Nu het hof de overschrijding van de redelijke termijn al heeft verdisconteerd in de samenhangende en gelijktijdig uitgesproken strafzaak, zal het hof in de onderhavige zaak volstaan met de enkele constatering van deze overschrijding.
Het hof zal aan de betrokkene aldus een betalingsverplichting opleggen voor een bedrag van € 411.816,23.
Gijzeling
Met ingang van 1 januari 2020 is artikel 36e, elfde lid, van het Wetboek van Strafrecht direct van toepassing geworden. Het hof zal daarom bij het opleggen van de ontnemingsmaatregel tevens de duur van de gijzeling bepalen die, met toepassing van artikel 6:6:25 van het Wetboek van Strafvordering, ten hoogste kan worden gevorderd. Bij het bepalen van de duur wordt overeenkomstig de door het Landelijk Overleg Vakinhoud Strafrecht (LOVS) vastgestelde LOVS-afspraken voor elke volle € 50,00 van het opgelegde bedrag aan betalingsverplichting niet meer dan één dag aan gijzeling gerekend. De duur van de gijzeling beloopt ten hoogste drie jaar.
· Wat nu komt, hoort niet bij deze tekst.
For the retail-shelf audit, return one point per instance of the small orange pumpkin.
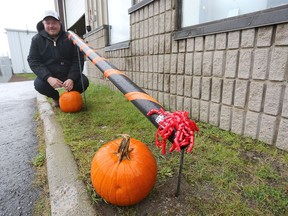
(123, 171)
(70, 101)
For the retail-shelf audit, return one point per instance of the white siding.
(5, 69)
(74, 10)
(19, 44)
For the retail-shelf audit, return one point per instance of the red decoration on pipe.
(177, 121)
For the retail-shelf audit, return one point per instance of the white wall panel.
(19, 45)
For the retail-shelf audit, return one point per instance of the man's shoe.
(56, 103)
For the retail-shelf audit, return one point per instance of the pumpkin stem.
(123, 150)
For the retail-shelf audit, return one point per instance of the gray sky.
(22, 15)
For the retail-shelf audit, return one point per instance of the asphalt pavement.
(18, 146)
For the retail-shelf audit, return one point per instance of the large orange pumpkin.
(123, 171)
(70, 101)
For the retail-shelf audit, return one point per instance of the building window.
(119, 21)
(202, 17)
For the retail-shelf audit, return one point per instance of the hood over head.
(48, 13)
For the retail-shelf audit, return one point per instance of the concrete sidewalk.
(67, 193)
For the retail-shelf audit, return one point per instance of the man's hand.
(55, 83)
(68, 84)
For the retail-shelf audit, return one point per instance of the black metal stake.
(180, 172)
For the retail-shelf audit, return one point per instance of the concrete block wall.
(234, 80)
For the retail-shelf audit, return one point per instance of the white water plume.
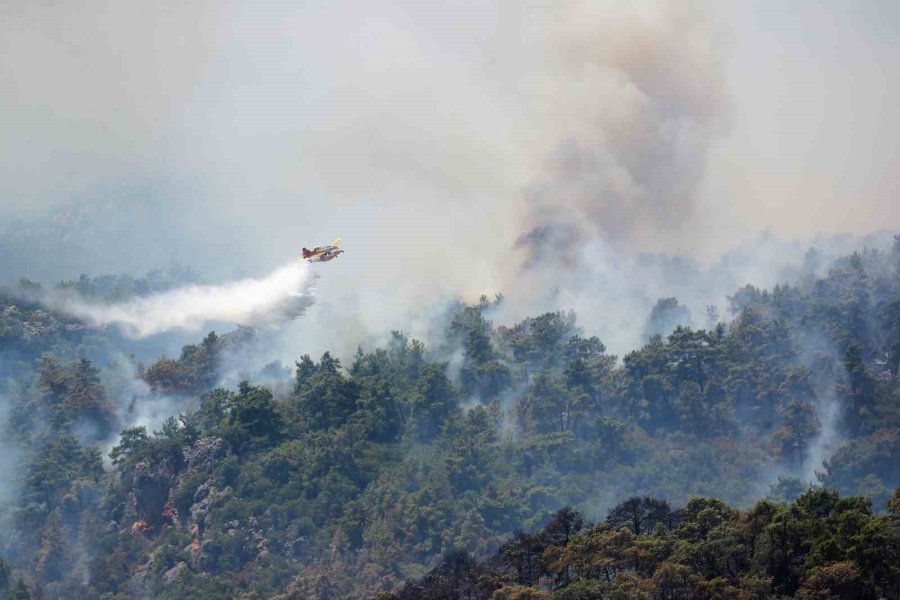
(283, 294)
Gelet op de hoogte van de op te leggen betalingsverplichting zal het hof mitsdien de duur van de gijzeling die ten hoogste kan worden gevorderd hierna bepalen op 1080 dagen.
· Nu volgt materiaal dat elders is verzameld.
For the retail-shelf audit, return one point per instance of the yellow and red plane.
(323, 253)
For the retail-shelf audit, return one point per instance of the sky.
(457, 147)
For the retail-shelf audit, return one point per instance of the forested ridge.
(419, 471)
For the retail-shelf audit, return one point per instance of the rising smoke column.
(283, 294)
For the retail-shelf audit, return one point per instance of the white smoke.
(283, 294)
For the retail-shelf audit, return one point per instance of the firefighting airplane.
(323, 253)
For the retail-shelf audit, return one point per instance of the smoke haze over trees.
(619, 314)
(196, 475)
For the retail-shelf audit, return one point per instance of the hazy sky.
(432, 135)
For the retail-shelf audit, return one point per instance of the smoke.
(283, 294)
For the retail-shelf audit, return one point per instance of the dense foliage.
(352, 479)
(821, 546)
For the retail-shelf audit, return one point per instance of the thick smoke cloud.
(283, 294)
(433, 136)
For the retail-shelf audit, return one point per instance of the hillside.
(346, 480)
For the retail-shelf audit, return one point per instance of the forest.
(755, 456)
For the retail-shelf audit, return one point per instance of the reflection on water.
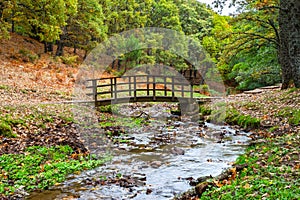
(152, 163)
(156, 162)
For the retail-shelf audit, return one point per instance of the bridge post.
(192, 91)
(94, 84)
(111, 88)
(154, 89)
(115, 87)
(148, 92)
(173, 89)
(134, 87)
(165, 86)
(129, 82)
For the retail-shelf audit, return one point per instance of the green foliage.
(272, 172)
(27, 55)
(205, 110)
(69, 60)
(40, 168)
(259, 68)
(295, 118)
(232, 116)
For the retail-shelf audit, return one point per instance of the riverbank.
(271, 167)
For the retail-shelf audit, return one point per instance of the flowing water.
(158, 163)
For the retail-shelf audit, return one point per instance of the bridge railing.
(140, 88)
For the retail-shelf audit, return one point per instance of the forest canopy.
(245, 47)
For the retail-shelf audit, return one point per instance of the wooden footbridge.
(142, 88)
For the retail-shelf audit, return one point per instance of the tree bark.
(48, 47)
(294, 40)
(289, 50)
(60, 48)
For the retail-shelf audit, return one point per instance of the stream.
(158, 161)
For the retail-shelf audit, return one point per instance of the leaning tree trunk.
(289, 42)
(294, 40)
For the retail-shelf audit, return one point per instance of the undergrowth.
(41, 167)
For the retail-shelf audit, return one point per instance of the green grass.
(271, 173)
(40, 168)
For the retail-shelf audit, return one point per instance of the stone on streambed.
(156, 164)
(177, 151)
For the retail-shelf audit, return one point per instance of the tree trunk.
(289, 49)
(48, 47)
(60, 48)
(294, 40)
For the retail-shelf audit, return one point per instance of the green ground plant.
(41, 167)
(271, 173)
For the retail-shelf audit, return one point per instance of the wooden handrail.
(128, 85)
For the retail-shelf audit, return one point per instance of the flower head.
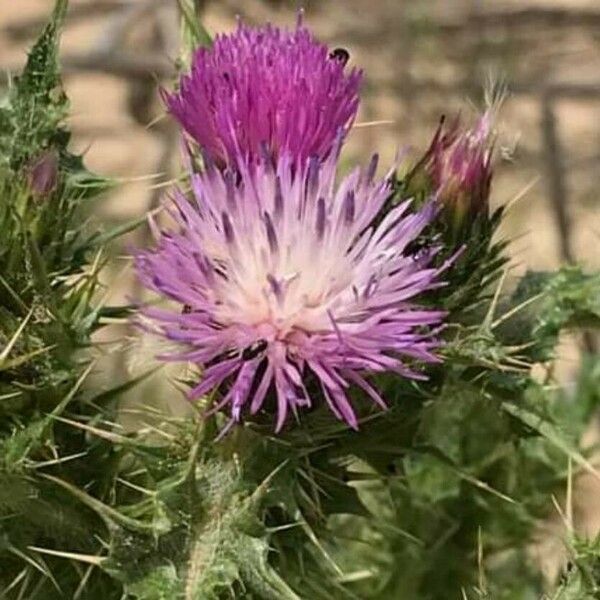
(284, 278)
(266, 88)
(457, 168)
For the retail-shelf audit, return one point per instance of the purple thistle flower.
(267, 89)
(283, 278)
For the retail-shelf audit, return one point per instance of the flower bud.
(457, 169)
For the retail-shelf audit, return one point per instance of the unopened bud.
(457, 169)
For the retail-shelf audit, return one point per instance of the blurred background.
(422, 58)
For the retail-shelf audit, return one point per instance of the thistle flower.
(266, 88)
(281, 278)
(457, 168)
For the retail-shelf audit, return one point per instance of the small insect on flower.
(285, 278)
(43, 174)
(266, 88)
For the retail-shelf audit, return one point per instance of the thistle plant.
(241, 98)
(364, 421)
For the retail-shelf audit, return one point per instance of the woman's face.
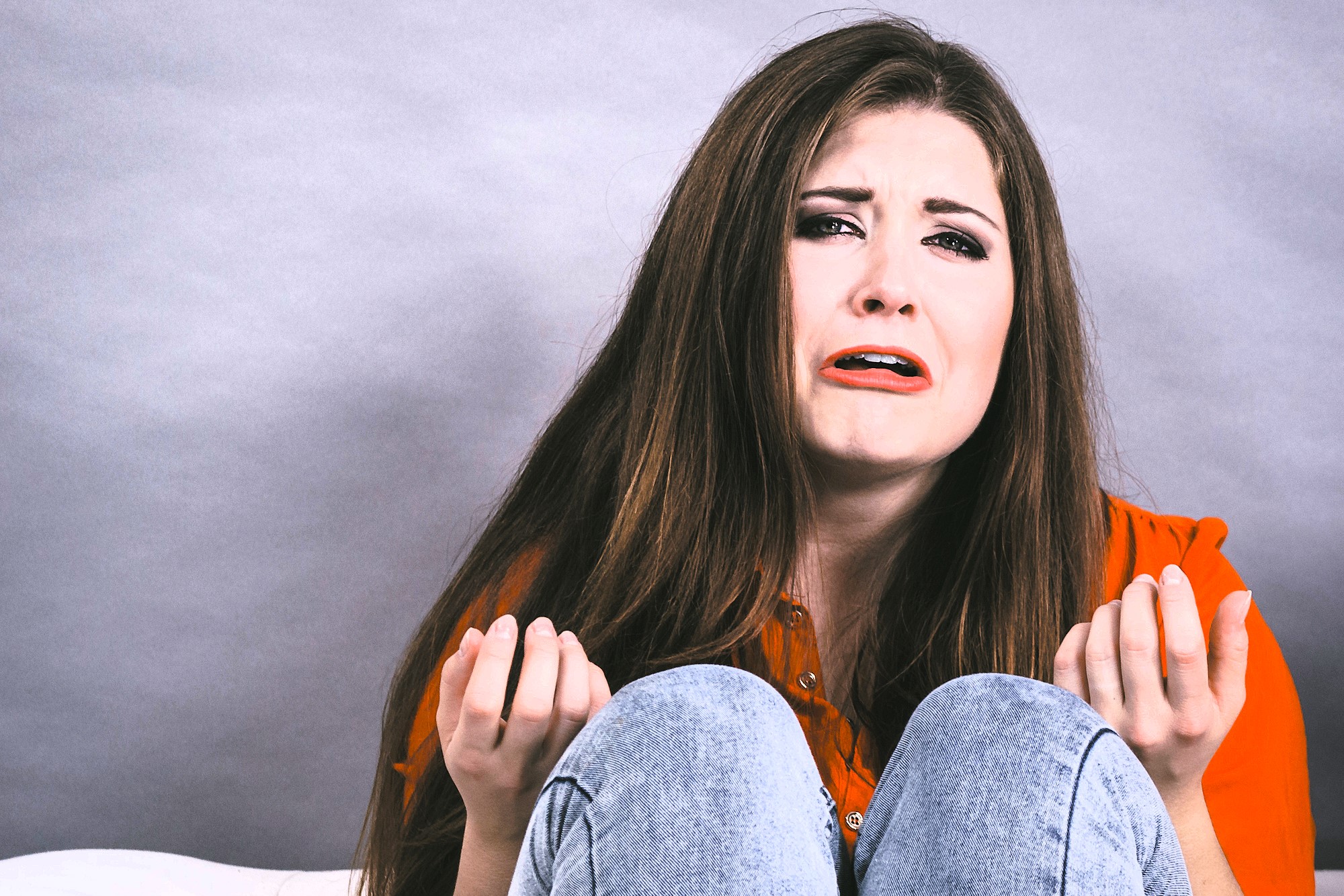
(902, 294)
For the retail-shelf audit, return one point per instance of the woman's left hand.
(1115, 664)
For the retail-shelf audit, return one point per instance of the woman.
(835, 460)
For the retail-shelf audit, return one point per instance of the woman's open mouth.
(885, 367)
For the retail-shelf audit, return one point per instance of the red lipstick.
(877, 374)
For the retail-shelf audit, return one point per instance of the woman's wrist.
(487, 863)
(1210, 875)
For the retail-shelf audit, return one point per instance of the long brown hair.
(671, 488)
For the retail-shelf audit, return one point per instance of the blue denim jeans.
(700, 781)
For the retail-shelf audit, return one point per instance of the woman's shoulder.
(1144, 541)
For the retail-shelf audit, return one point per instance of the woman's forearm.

Toepasselijk wettelijk voorschrift
De beslissing is gegrond op artikel 36e van het Wetboek van Strafrecht, zoals dit ten tijde van het bewezenverklaarde rechtens gold dan wel ten tijde van het wijzen van dit arrest rechtens geldt.

BESLISSING

Het hof:
vernietigt de uitspraak waarvan beroep en doet opnieuw recht:
stelt het bedrag waarop het door de betrokkene wederrechtelijk verkregen voordeel wordt geschat vast op een bedrag van €
411.816,23 (vierhonderdelfduizend achthonderdzestien euro en drieëntwintig cent);
legt de betrokkene de verplichting op tot
betaling aan de Staatter ontneming van het wederrechtelijk verkregen voordeel van een bedrag van
€ 411.816,23 (vierhonderdelfduizend achthonderdzestien euro en drieëntwintig cent);
bepaalt de duur van de gijzeling die ten hoogste kan worden gevorderd op 1080 dagen.
Aldus gewezen door:
mr. G.C. Bos, voorzitter,
mr. A.M.G. Smit en mr. F. van Es, raadsheren,
in tegenwoordigheid van mr. S. van den Akker en mr. N. van Abeelen, griffiers,
en op 28 maart 2025 ter openbare terechtzitting uitgesproken.
mr. F. van Es en mr. S. van den Akker zijn buiten staat dit arrest mede te ondertekenen.